There is always a search for new approaches that will be effective in helping children with special needs.  This usually refers to children who are unable to learn in usual ways – either because of special deficits or behavioral issues that cause them to be disruptive in classrooms.  Author David Bornstein has written an online article titled, “Teaching Children to Calm Themselves,” in which he describes a Head Start Trauma Smart program for children who have lived through seriously adverse experiences.

Many of these children have out of control rages in which they scream, push, and hit other children or teachers.  Often such children have already been expelled from one or more preschools, adding feelings of failure to the other emotional burdens they already bear.  Typically, disciplinary measures have been tried unsuccessfully including scolding, punishment and time-out.

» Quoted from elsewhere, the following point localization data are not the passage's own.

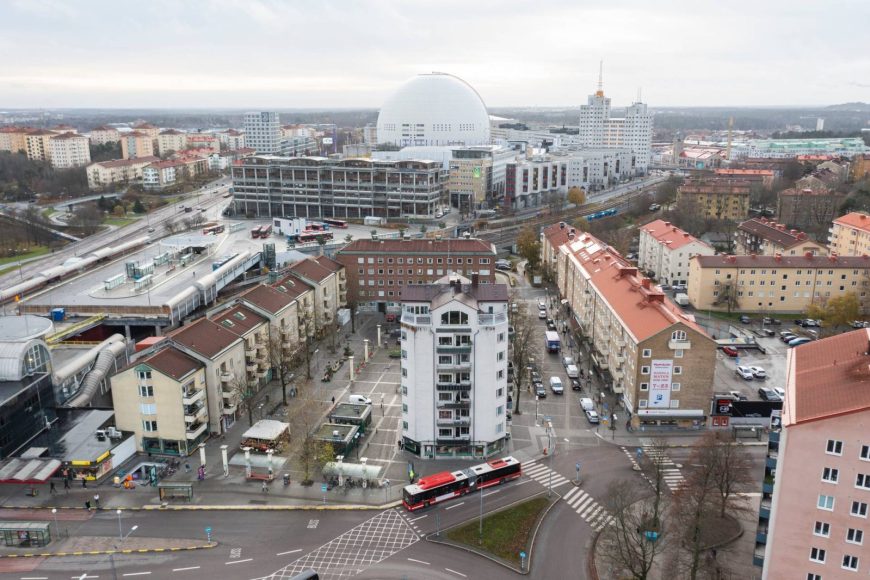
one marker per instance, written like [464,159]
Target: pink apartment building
[821,496]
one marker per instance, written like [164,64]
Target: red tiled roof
[828,377]
[172,362]
[205,337]
[726,261]
[857,220]
[670,235]
[643,309]
[775,232]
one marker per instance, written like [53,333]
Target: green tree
[529,247]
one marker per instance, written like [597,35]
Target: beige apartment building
[646,349]
[850,235]
[136,145]
[772,284]
[821,493]
[105,174]
[717,197]
[69,150]
[104,134]
[768,238]
[163,400]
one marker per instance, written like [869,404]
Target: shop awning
[16,470]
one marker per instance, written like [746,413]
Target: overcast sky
[328,53]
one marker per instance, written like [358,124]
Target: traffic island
[508,533]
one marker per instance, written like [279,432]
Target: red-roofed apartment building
[647,349]
[821,494]
[665,250]
[850,235]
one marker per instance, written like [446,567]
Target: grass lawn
[506,533]
[35,251]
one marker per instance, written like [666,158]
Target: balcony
[196,430]
[191,397]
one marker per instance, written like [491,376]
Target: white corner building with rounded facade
[434,109]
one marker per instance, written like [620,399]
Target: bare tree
[522,347]
[633,540]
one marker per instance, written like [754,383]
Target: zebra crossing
[541,474]
[591,511]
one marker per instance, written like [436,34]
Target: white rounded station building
[434,109]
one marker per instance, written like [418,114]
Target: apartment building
[316,187]
[329,281]
[227,372]
[105,174]
[664,252]
[171,140]
[821,493]
[454,348]
[850,235]
[717,198]
[768,238]
[808,209]
[69,150]
[162,399]
[104,134]
[136,145]
[645,348]
[774,283]
[263,132]
[377,270]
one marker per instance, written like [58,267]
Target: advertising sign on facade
[660,384]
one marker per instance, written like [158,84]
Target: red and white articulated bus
[446,485]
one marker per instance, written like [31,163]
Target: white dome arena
[434,109]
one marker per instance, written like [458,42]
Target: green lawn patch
[34,252]
[505,533]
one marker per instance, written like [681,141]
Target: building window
[854,536]
[830,474]
[822,529]
[850,562]
[826,502]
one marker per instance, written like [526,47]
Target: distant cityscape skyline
[222,54]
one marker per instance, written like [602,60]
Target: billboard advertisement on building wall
[660,384]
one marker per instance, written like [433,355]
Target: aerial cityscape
[374,290]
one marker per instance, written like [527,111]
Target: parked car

The intervention used in the Head Start Trauma Smart program is based on something called ARC (Attachment, Self-Regulation and Competency).  The challenge lies in extending effective programs like this one from therapeutic settings, which are limited and expensive, into broader programs that serve larger numbers of children.  But an even more significant challenge might be how to extend the understanding of behavior and the techniques used with “special needs” children to educational interventions generally.  

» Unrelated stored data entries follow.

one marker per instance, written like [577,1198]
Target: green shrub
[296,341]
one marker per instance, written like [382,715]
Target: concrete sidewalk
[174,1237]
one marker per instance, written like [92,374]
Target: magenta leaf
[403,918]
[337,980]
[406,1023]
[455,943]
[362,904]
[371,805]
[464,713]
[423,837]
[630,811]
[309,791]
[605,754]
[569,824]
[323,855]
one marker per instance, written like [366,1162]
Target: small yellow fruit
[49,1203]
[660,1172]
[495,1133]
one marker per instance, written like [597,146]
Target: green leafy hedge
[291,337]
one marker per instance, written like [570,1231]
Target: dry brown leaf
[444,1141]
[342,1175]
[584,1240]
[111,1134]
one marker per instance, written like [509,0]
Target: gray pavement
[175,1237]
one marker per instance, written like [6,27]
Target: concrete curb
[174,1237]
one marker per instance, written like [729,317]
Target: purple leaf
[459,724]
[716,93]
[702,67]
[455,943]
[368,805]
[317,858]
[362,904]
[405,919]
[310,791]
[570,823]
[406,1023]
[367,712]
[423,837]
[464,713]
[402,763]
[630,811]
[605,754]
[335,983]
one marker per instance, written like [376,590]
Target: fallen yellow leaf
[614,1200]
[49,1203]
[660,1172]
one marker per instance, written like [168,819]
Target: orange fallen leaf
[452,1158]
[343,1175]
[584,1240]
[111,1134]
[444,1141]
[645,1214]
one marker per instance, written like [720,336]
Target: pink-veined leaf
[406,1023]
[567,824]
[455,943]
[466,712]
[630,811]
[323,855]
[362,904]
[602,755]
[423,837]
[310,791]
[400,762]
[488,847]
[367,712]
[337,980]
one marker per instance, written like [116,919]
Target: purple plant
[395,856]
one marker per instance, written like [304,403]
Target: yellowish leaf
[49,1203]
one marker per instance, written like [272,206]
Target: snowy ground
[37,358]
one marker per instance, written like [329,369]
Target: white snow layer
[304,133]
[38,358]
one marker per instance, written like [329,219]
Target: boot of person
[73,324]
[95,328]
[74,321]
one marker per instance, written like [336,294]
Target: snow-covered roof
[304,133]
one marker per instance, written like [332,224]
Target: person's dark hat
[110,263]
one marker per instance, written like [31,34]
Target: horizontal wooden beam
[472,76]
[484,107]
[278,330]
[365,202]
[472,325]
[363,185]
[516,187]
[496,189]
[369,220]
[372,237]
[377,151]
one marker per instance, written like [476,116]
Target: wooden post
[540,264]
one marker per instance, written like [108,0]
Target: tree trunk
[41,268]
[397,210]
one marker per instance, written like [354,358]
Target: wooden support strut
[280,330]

A co-developer of ARC asks “How do we help caregivers and teachers tune in and understand the messages that kids are really sending through their behavior?”  While  the children in the particular program cited have experienced traumas that cause them to feel unsafe and angry, the behavior in which they express these feelings, perhaps to a lesser degree, is familiar to many parents and teachers.  Parents often are concerned about children’s meltdowns that may seem inexplicable.  Also of concern are angry outbursts that seem out of proportion to the provocation.  Too often such behaviors are seen as symptoms of a disorder rather than communication of real feelings.

One point made in the program is the need to validate children’s emotions.  As adults, we see the need to correct or do something about their behavior, and we forget to think about the feelings that are being expressed through the behavior.  One mother, who was upset about her child hitting her, had tried punishment, time-outs and other methods to stop him.  When none of these methods changed the behavior, she felt helpless and simply allowed it to continue.

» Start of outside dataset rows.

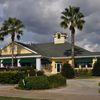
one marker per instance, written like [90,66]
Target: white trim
[22,57]
[27,48]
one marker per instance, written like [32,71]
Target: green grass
[15,98]
[86,77]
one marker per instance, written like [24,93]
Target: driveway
[83,89]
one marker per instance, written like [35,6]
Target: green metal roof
[27,60]
[57,50]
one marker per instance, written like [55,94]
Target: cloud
[42,17]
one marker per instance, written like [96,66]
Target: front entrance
[58,67]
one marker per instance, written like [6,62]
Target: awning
[45,61]
[27,60]
[83,60]
[8,61]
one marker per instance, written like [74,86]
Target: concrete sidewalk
[83,89]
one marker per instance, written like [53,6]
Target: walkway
[83,89]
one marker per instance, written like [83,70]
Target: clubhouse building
[48,56]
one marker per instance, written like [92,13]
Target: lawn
[15,98]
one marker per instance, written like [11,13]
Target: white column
[1,64]
[38,63]
[18,63]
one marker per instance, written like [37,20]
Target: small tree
[96,69]
[67,71]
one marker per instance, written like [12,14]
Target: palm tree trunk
[12,63]
[72,48]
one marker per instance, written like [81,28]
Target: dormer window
[59,36]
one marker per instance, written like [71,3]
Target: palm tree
[12,27]
[73,19]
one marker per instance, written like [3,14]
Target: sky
[41,19]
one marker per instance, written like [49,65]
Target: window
[58,67]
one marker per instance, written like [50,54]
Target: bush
[96,69]
[34,82]
[67,71]
[11,77]
[42,82]
[56,80]
[83,72]
[40,73]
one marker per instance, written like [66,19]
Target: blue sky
[42,17]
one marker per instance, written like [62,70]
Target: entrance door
[58,66]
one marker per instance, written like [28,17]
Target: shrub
[40,73]
[11,77]
[67,71]
[34,82]
[56,80]
[83,72]
[42,82]
[96,69]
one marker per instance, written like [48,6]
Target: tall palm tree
[12,27]
[73,19]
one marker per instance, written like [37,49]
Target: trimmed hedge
[42,82]
[34,82]
[67,71]
[56,80]
[96,69]
[11,77]
[83,72]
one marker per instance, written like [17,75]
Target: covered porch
[21,61]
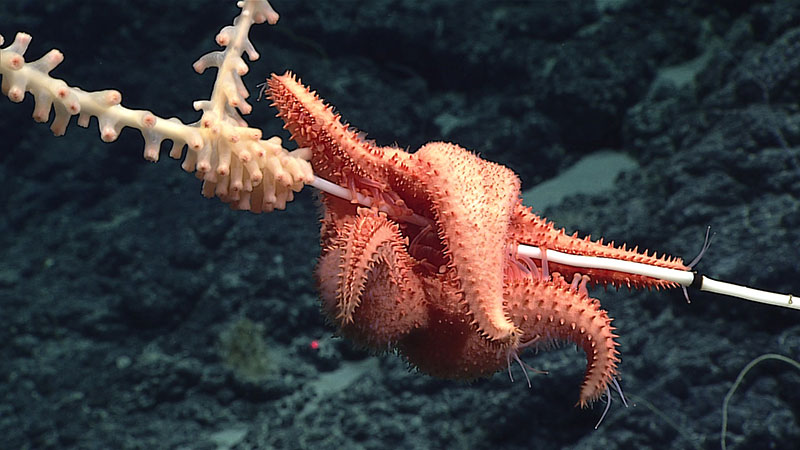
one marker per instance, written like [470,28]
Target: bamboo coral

Since the behavior seemed an expression of anger, she was asked why her child might be angry at her.  Although not considering it significant, she said it was probably because she interrupted his play to ask him to do something or go somewhere.  Understandably, the mom was not focused on what he was doing that was important to him, but on what she had to accomplish that was important to her.  By becoming aware of this and simply giving him some advance warning about what she had in mind, or allowing more time for him to finish his play, made a great deal of difference.  Before long the hitting behavior stopped.

Although unacceptable, the behavior itself was not the real issue.  And the solution did not lie in trying to control the behavior.  Efforts at control most often lead to further confrontation and anger on the part of parent and child.  Feeling unsuccessful may lead a parent to doing nothing and feelings of helplessness.

 Here is where acknowledging feelings can be helpful.  A mother in such a situation can tell her child that she understands he is angry, that hitting her is not acceptable but that she will try to help him with whatever he is angry about.  Just saying, “I know you are angry”, as parents sometimes do, really becomes meaningless unless real conviction lies behind it and more work is done to get to what the child is really saying through his behavior. 

Children themselves most often do not know what the feelings are that they express in their behavior.  As adults we have to do that work, and in the process help children become better able to express those feelings in more socially acceptable ways.  This is a process that may take some time and can run counter to a parent’s feeling that the behavior must be stopped.  The goal is to help children control their own feelings rather than acting them out in behavior.  To accomplish that goal, we have to be able to do it ourselves. 

“Special needs” may refer to children who face extraordinary hurdles they have to overcome.  But all children have needs that feel special to them.  They, too, can be helped best if we understand their behavior in order to help them express those needs in constructive ways.